While the original formulation enforced it implicitly by assuming that only valid sequences occur in real-world data and deriving the normalization constant under this assumption, the graphical model formulation enforces the validity of \(\mathbf{y}\) explicitly through the use of edge potentials. Additionally, it lets us interpret the MTLR approach to dealing with censored data as marginalization over the unobserved \(y_k\) nodes in the graph (see Chapter 19 in Koller & Friedman, where our independent censoring assumption corresponds to their missing-at-random assumption).

Using MTLR

The model described above can be used to learn flexible, potentially time-varying survival functions as it is. However, since it's differentiable end-to-end, there are many more exciting possibilites. You can effectively use it as a survival prediction 'head' in any neural net, just like you would use a logistic regression layer for binary classification — for example on top of a CNN to learn to predict survival directly from medical images (something I'm working on now), an LSTM to handle time-varying features or something more exotic like a neural ODE.

Conclusions

Hopefully you now have a better understanding of the theory behind MTLR and are ready to solve some survival analysis problems! Make sure to check out the Colab notebook accompanying this post for examples using both linear and deep MTLR. I'm also working on a standalone PyTorch-based package, which aims to be modular, extensible and easy to use in any PyTorch model.
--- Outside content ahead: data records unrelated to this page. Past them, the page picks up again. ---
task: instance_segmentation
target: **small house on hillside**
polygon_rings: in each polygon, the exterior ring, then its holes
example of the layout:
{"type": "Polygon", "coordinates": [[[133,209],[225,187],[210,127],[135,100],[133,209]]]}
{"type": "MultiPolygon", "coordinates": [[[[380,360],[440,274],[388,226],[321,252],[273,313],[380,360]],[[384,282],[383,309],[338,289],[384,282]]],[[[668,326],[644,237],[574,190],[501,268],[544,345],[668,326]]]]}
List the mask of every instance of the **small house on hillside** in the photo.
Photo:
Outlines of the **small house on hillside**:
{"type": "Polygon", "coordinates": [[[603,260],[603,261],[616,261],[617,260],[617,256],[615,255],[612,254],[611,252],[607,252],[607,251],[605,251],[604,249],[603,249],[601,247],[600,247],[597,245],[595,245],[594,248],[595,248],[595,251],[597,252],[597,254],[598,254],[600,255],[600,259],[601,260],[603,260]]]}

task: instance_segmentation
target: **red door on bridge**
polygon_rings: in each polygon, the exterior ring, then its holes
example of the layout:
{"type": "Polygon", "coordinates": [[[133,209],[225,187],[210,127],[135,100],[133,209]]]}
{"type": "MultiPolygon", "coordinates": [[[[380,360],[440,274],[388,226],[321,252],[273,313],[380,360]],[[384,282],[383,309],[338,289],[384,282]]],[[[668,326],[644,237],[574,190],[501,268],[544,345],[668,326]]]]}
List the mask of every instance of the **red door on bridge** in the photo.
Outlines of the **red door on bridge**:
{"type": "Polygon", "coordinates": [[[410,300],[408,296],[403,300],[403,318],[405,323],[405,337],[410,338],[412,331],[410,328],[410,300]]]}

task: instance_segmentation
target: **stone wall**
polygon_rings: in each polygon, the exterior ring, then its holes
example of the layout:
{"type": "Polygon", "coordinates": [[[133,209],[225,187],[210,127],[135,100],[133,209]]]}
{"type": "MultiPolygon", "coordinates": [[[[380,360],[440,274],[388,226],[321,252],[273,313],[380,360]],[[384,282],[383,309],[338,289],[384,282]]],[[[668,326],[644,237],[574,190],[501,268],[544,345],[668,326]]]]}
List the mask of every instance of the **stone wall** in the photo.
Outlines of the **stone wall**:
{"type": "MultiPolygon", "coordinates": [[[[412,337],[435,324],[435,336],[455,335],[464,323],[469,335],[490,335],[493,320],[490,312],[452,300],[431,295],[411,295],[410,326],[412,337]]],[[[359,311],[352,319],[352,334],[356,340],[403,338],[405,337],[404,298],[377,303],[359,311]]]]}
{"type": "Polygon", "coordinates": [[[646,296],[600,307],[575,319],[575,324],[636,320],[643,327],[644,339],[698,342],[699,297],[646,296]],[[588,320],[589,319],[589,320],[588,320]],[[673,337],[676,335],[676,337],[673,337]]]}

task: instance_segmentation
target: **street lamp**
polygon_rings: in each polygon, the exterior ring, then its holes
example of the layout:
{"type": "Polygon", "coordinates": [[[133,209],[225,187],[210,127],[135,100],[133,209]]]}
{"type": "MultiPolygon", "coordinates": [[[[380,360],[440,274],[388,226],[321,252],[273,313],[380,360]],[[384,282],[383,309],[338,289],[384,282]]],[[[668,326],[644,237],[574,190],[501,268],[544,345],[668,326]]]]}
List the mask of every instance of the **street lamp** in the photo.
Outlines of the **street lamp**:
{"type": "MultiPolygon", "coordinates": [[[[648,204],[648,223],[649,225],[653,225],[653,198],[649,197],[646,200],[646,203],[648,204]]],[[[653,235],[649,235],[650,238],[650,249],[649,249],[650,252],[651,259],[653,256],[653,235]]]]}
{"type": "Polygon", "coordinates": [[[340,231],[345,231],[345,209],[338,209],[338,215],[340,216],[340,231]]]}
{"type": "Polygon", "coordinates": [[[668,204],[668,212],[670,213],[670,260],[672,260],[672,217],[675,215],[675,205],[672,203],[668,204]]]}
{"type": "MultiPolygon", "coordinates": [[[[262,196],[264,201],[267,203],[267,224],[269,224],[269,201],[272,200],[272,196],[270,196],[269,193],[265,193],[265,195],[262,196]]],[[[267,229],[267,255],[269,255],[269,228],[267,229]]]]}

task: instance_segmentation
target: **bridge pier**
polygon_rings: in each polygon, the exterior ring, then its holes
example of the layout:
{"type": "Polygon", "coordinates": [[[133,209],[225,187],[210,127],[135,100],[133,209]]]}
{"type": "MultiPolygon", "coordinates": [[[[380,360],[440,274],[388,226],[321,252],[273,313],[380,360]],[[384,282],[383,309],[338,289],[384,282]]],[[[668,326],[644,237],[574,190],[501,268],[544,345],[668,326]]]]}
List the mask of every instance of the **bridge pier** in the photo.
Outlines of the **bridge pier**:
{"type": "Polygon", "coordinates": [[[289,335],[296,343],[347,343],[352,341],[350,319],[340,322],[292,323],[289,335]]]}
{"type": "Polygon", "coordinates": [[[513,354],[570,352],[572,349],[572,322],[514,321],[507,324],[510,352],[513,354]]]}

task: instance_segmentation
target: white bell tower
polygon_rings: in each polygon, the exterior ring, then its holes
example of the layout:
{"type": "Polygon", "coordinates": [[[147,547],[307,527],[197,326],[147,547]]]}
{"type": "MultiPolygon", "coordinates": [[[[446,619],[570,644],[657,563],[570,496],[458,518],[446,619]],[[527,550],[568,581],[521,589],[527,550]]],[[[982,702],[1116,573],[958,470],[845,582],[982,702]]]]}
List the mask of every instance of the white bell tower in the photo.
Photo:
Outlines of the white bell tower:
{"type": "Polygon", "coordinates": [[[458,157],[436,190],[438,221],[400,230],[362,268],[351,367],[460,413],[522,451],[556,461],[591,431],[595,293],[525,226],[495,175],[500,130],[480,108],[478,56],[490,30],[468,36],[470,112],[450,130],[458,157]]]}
References & useful resources

  • The original NeurIPS publication for theoretical background and Ping Jin's master's thesis for various theoretical insights and implementation tricks, including reformulation as softmax classifier and a proof that the second regularizer from the original paper is redundant.
  • This paper which is the first application of Deep MTLR (as far as I know).
  • This paper on Bayesian variant of Deep MTLR that allows for better handling of uncertainty and out-of-distribution samples.
  • PySurvival has PyTorch implementations of both MTLR and Deep MTLR as well as other useful survival models.

Footnotes

  1. Some types of events can occur more than once per lifetime, for example cancer recurrence or repeated illness. However, here we're restricting the analysis to non-recurrent, terminal events (like death). 

  2. Note that the potential functions need not actually correspond to probability distributions, i.e. can take arbitrary values. The global normalizing constant ensures that the model defines a valid probability distribution.